My dog keeps running out the front door!
Does your dog escape out the front door at any given chance? Most owners find this a problem, especially when they have a young puppy or dog they haven't long had in the home.
This is a very easy problem to fix, if you keep practising techniques and are consistent, repetitive and clear with your commands to your dog.
Manage your dog so that first of all they can't access that area of the house easily, again this sounds hard to do, but take some time to think about what your layout is and how you can control the dog from going near the front door. Remember, every time that door is open it is extremely exciting to see whats on the other side of it, and if they do get the chance to get near it, they will run out and you won't catch them!

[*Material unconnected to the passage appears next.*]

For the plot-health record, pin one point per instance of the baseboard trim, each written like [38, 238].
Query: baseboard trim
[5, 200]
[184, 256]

One way to manage your dog from being able to access that part of the house is to use "chill out" time. "Chill out" is an area you can have your dog a on lead and its bed, toys, treats etc. whereby the dog feels safe and comfortable.
Use the "chill out" area to your advantage every time and put the dog in "chill out" whenever there is something happening where that front door will be open, visitors coming and going, loading and unloading groceries, kids from school etc. manage your dog where they are not in the way, but instead are controlled, happy and easily distracted with their toys, treats or a bone of some kind.
When your dog is in this area, praise him/her and let them know that when they stay in that area they are being a good dog. Praise at the moment the good behaviour is occuring. You will need to practise this technique of "chill out" over and over whilst the front door is opened and closed numerous times. Distract your dog so they look at you and are focused on you rather than what is near our outside the door. This is quite hard to do because like mentioned earlier, the world that is beyond that front door is very exciting to your dog.
With puppies, this will be harder as they are still learning everything new within the "den", your house and so will try and attention seek and whine, which can become frustrating.
Once you have achieved this first step of the technique, then move onto the next step which consists of having your dog on lead, however not actually attached to something in the house. The lead now becomes loose but you are able to grab or step on it if your dog moves away from its "chill out" area when you are practising opening and closing the door in front of them.
Diversion by distraction is a very powerful tool and your dog is rewarded for paying attention to you rather than the front door opening and closing. If your dog does try to run out, you have the chance to step on the lead and catch your dog before they go running off out of the front door.
This second stage might occur a few days after practise of the first stage, your timings will depend on your dog, your commands and corrections to your dog and how strong willed your dog is as well.
Once you have mastered these stages then move on to the dog being off lead completely with the front door opening and closing. Praise your dog heavily when he/she does not want to enquire whats outside or through the front door. This is your first success and having the door open, your dog off lead and your dog not escaping out the door. You are part of the way there!
After this, practise daily, just for a few minutes each time until you feel confident that your dog is listening to you and really understanding its boundaries with the front door area.
Dogs are very good at testing you out though to see if you are always watching and smarter than they are. When you display these qualities you are signing good leadership to your dog and they will respect you.
If your dog does sneak and get out of that front door, he/she has won and you have to start all over again enforcing that you are in control of their boundaries!
This is such a common problem that most owners have, so just remember to keep practising and teach your dog how much of a good leader you really are!